Tag Archives: Benedict the Black

Enfleshing God’s love for the poor

Today is a strange confluence of events and feasts which, for me, show God’s ongoing love for the poor.

Since March 25, the feast of the Annunciation, fell on Good Friday this year, it is celebrated today.

Yes, the Word became Flesh on a specific day; but He continues being made flesh every day – in those who are marginalized, rejected, denied love and life.


Mosaic in the Filipino style in Nazareth

Today is also the anniversary of the assassination of Martin Luther King, Jr., in 1968. I clearly remember the night, staying with my parents. I especially remember the phone call from a former classmate who knew of my concern for civil rights.

Benedict the Black

Today Franciscans celebrate the death in 1589 of a saint I have revered since grade school – St. Benedict the Moor (il moro), as he was known then.

The son of African parents who had been slaves, St. Benedict was raised in Sicily. After being freed from slavery, he joined a group of hermits and was eventually chosen their superior.

When the pope disbanded all the small groups of hermits, Benedict joined the Franciscans, where he served as cook. He was chosen superior, even though he was illiterate. He was later chosen novice master but he asked to be allowed to return to the kitchen.

His simplicity, his willingness to do whatever for the glory of God, reminds me of this quote from Martin Luther King, Jr.:

“Whatever is your life’s work, do it well. A man should do his job so well that the living, the dead, and the unborn could do it no better. If it falls your lot to be a street sweeper, sweep streets like Michelangelo painted pictures, like Shakespeare wrote poetry, like Beethoven composed music; sweep streets so well that all the hosts of heaven and earth will have to pause and say, “Here lived a great street sweeper, who swept his job well.”

Today is also the feast of St. Isidore of Seville, an encyclopedic bishop and teacher, who died in 636. He once wrote these words that reflect God’s love for the poor and mistrust of riches:

“The greater our love for the things we possess, the greater our pain when we lose them.
“Greed is insatiable. The person who is afflicted with it always needs something else; the more he has, the more he wants.
“The powerful are nearly all so inflamed with a mad lust for possessions that they stay well clear of the poor. Small wonder that when they come to die that are condemned to the flames of hell, since they did nothing to put out the flames of greed during their lifetime.”

Strong words that challenge all of us.

The challenge is how to be poor like Jesus, giving ourselves for others; how to be drum majors for justice like Martin Luther King; how to be humble servants like St. Benedict the Black; and how to use our gifts for the poor.


Image at St. Francis of Assisi Church, 31st Street, NYC

An African-Italian Franciscan saint

Today the Franciscans celebrate the feast of St. Benedict the Black, also known as St. Benedict the Moor. I first read about this sixteenth century saint sometime in the 1950s. His story fascinated me.

He was born the free son of North African slaves in Sicily.

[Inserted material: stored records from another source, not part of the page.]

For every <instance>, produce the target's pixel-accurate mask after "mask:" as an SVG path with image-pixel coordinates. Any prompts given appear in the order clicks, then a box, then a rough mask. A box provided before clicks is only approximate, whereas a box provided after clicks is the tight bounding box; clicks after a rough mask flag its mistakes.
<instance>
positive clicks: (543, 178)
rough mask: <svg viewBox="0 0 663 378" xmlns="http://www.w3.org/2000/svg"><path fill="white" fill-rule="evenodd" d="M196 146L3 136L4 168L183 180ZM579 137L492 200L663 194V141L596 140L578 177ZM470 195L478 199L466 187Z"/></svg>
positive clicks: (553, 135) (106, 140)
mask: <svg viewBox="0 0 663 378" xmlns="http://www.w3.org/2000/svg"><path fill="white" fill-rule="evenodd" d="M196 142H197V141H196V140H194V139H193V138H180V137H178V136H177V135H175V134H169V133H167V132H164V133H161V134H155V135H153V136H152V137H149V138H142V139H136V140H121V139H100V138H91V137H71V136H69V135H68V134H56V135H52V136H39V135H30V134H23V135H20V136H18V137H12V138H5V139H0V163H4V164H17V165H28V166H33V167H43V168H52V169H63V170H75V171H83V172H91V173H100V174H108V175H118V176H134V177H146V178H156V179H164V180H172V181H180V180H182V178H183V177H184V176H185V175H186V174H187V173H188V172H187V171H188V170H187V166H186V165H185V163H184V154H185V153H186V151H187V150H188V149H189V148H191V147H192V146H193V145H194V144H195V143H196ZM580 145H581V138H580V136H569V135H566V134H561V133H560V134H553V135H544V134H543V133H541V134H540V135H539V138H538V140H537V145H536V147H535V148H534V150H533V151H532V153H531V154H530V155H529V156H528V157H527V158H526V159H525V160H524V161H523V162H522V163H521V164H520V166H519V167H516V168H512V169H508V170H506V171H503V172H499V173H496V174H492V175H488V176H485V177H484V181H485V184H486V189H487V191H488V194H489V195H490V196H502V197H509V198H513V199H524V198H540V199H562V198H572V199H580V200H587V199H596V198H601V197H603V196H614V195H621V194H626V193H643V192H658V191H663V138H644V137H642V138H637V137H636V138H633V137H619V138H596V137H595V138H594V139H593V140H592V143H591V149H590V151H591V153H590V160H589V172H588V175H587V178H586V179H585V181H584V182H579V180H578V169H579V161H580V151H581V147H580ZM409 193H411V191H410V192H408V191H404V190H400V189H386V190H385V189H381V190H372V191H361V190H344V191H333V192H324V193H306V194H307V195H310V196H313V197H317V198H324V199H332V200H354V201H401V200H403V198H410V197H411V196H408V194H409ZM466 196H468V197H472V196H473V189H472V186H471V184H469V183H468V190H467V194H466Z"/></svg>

He spent a number of years as a member of a group of Franciscan hermits. The small order was suppressed by the pope and he entered the Franciscans and began as a cook for the community. Even though he was illiterate and a lay brother, he was given major responsibilities, even becoming guardian of the community where he lived. They recognized the gifts of this man who had been insulted for his color and whom many would look down on for his lack of education.

Not much more is known about him.

A lay brother, illiterate, son of slaves, and black – and a saint.

In the late fifties a Franciscan priest got me a statue of St. Benedict (which is stored somewhere in Ames). I should bring it back the next time I get there.

The civil rights movement was very much on my heart during those years and to have found St. Benedict the Black helped me to root my support in my faith.

St. Benedict still inspires me as a simple witness to the dignity of all people and challenges me to respect the people I work with and recognize their gifts.